Review of FDI in E-commerce

The Department of Industrial Policy and Promotion (‘DIPP’) has issued Press Note 2 of 2018 (‘PN2’) in connection with the foreign direct investment (‘FDI’) policy for entities engaged in the e-commerce sector. PN2 has been formulated with an intent to provide clarity to the existing FDI policy concerning the e-commerce sector. On January 3, 2019, the DIPP also issued certain clarifications to PN2 (‘PN2 Clarification’) with the objective of providing responses to the comments reported in the media on PN2.

By virtue of PN2, the existing framework applicable to entities engaged in e-commerce, and having received foreign investment has been revised.

While the prohibition to carry on the ‘inventory-based model of e-commerce’ continues to exist, by virtue of this PN2, certain new conditions have been made applicable to the ‘marketplace model of e-commerce’ – despite the sector continuing to remain eligible to receive upto 100% FDI under the automatic route. The revised policy on FDI in e-commerce under PN2 will take effect from February 1, 2019.
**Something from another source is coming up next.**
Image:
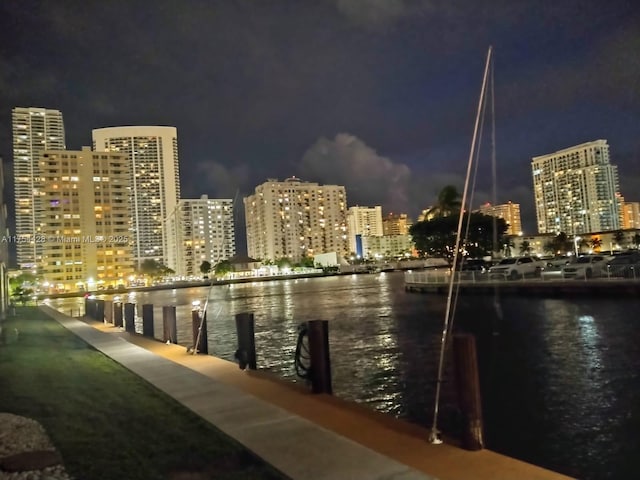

The PN2 Clarification clarifies that an e-commerce platform operating an inventory based model does not only violate the FDI policy on e-commerce but also circumvents the FDI policy restrictions on multi-brand retail trading, and therefore, PN2 has been issued to ensure that the rules are not circumvented.

Key Highlights

  • Marketplace Entity cannot exercise ‘control’ over inventory of the sellers: In addition to the existing restriction applicable to an e-commerce entity operating a marketplace (‘Marketplace Entity’) on exercising ‘ownership’ over the inventory (i.e. the goods purported to be sold), the Marketplace Entity is now expressly restricted from exercising ‘control’ over the inventory of a seller on its marketplace. Any such ownership or control over the inventory will render the business of the Marketplace Entity as an inventory-based model of e-commerce – PN2 continues to expressly prohibit FDI in the inventory-based model of e-commerce.
  • Deemed Control over inventory: PN2 clarifies that a Marketplace Entity will be ‘deemed’ to have exercised control over the inventory of a seller, if more than 25% of the purchases of such seller are from the Marketplace Entity or its group companies.
  • Removal of restriction on single seller not selling more than 25% of sales on the marketplace: Prior to PN2, a single seller (including its group companies) could not have sold more than 25% of the sales value on the marketplace. With the introduction of PN2, this restriction that limits sales made by a seller (or its group companies) to 25% of the total sales on the platform, appears to have been removed.
  • Sellers having equity participation by the Marketplace Entity or its group companies are not permitted to sell products on such marketplace: A seller entity that has equity participation from the Marketplace Entity (having FDI) / its group company or whose inventory is controlled by the Marketplace Entity/ its group company, is not permitted to sell products on such platform run by the Marketplace Entity. In this context and by way of the PN2 Clarification, the DIPP has clarified that that PN2 does not impose any restriction on the nature of products which can be sold on the marketplace, including any private labels.
  • Non-discriminatory treatment to sellers in similar circumstances: Apart from the existing condition on Marketplace Entities to not, directly or indirectly, influence the sale price of goods or services and the obligation to maintain level playing field, PN2 contemplates that services may be provided by the Marketplace Entity or other entities in which the Marketplace Entity has direct or indirect equity participation or common control, to the sellers on its platform. Such services will include, without limitation, fulfilment, logistics, warehousing, advertisement/ marketing, payments, financing. However, these services are required to be provided at arm’s length and in a fair and non-discriminatory manner. In this regard, PN2 further states that provision of services to a seller on terms which are not made available to other sellers in similar circumstances will be deemed to be unfair and discriminatory.
  • Cashbacks: PN2 now expressly requires that cashbacks provided by group companies of the Marketplace Entity to the buyers should be fair and non-discriminatory.
  • Exclusivity: PN2 requires a Marketplace Entity not to mandate any seller to sell any product exclusively on its platform only.
  • Reporting obligations: Pursuant to PN2, the Marketplace Entity will be required to furnish a certificate, along with a report of the statutory auditor, to the Reserve Bank of India confirming its compliance with the conditions stipulated under PN2. This certificate is required to be submitted on an annual basis, by the 30th of September each year for the preceding financial year.
  • PN2 only applies to Marketplace Entities: PN2 Clarification also clarifies that PN2 is only applicable to Marketplace Entities and that FDI in other sectors continue to be governed by the specific provisions pertaining to them under the extant FDI policy. For instance, there is no change in the FDI policy on food product retail trading, which permits upto 100% FDI under approval route, including through e-commerce, in respect of food products manufactured and/or produced in India.